There are several points worthy of noting, here:

  • The PyVerse module is named "verse", as seen in the import statement. Often, to save on typing and make the code easier to read, the module is given a local (shorter) name, e.g. import verse as v.
  • Callbacks are "keyed" by a set of constants whose names mimic the command-sending functions'. This is unlike the C API, where the actual command-sending functions are used directly (as function pointers).
  • You can use ~0 as argument to the node_index_subscribe command to ask for nodes of all types. This saves on typing.
  • The sample program does not terminate, it sits forever waiting for node_create callbacks.

Checker

This slightly more advanced program creates content dynamically on a server. The content is not very interesting visually, being just a checkered bitmap, but the principle is important.

#!/usr/bin/env python
#
# Another PyVerse example. This creates a checkerboard bitmap.
#

SIZE=256
TOGO=3

import verse

def check(x, y):
  if y & 1:
   return x & 1 != 0
  return not ((x & 1) != 0)

def cb_b_layer_create(node_id, layer_id, layer_type, name):
  global TOGO
  for y in xrange(SIZE / verse.B_TILE_SIZE):
    for x in xrange(SIZE / verse.B_TILE_SIZE):
     if check(x, y):
       tile = verse.B_TILE_SIZE * verse.B_TILE_SIZE * [0]
     else:
       tile = verse.B_TILE_SIZE * verse.B_TILE_SIZE * [255]
     verse.send_b_tile_set(node_id, layer_id, x, y, 0, verse.B_LAYER_UINT8, tile)
  TOGO -= 1

def cb_node_create(node_id, node_type, owner):
  verse.send_b_dimensions_set(node_id, SIZE, SIZE, 1)
  verse.send_b_layer_create(node_id, ~0, "color_r", verse.B_LAYER_UINT8)
  verse.send_b_layer_create(node_id, ~0, "color_g", verse.B_LAYER_UINT8)
  verse.send_b_layer_create(node_id, ~0, "color_b", verse.B_LAYER_UINT8)
  verse.send_node_subscribe(node_id)
  verse.send_node_name_set(node_id, "checker%u" % node_id)

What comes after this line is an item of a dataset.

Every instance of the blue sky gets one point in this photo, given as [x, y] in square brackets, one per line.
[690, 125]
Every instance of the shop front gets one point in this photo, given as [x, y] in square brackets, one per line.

def cb_connect(avatar, address, host_id):
  verse.send_node_index_subscribe(1 << verse.BITMAP)
  verse.send_node_create(~0, verse.BITMAP, True)

verse.callback_set(verse.SEND_CONNECT_ACCEPT, cb_connect)
verse.callback_set(verse.SEND_NODE_CREATE, cb_node_create)
verse.callback_set(verse.SEND_B_LAYER_CREATE, cb_b_layer_create)

verse.send_connect("checker", "<secret>", "localhost", 0)

while TOGO > 0:
  verse.callback_update(100000)

while verse.session_get_size() > 10:
  verse.callback_update(100000)

The program follows a very simple flow, having three distinct steps, each of which is implemented by a separate Verse callback:

  1. When connected, create a new bitmap node
  2. When the node is created, create three layers in it
  3. When each layer is created, set its tiles to a checkerboard

The TOGO variable counts down as layers are created, and the program is donw when it reaches zero. It starts out at three, since we create red, green and blue layers (resulting in a black/white checkerboard).

A few further points to note:

  • PyVerse has node-type constants named just OBJECT, BITMAP, and so on. This is in contrast to the C API's V_NT_OBJECT etc.
  • The bitmap is checkered at the tile resolution, meaning that entire tiles are set to either black or white. Adjusting this to have an arbitrary checker size, in tiles (or, harder, pixels) is a good exercise for the interested reader.
  • The check() function returns a boolean fill-status for the given tile.
  • The final while-loop attempts to flush the session's outbound packet queue, to avoid quitting too soon after being "done".

More Examples

If you want to see more sample code using PyVerse, one good place to start looking is in the puyo CVS module. This module holds an experimental user interface client for the Purple data flow computation engine, and is written in Python.

Compared to the examples above, puyo is very large (around 2,100 lines), so it is perhaps best to begin with programs like the above, to get more used to the concepts involved.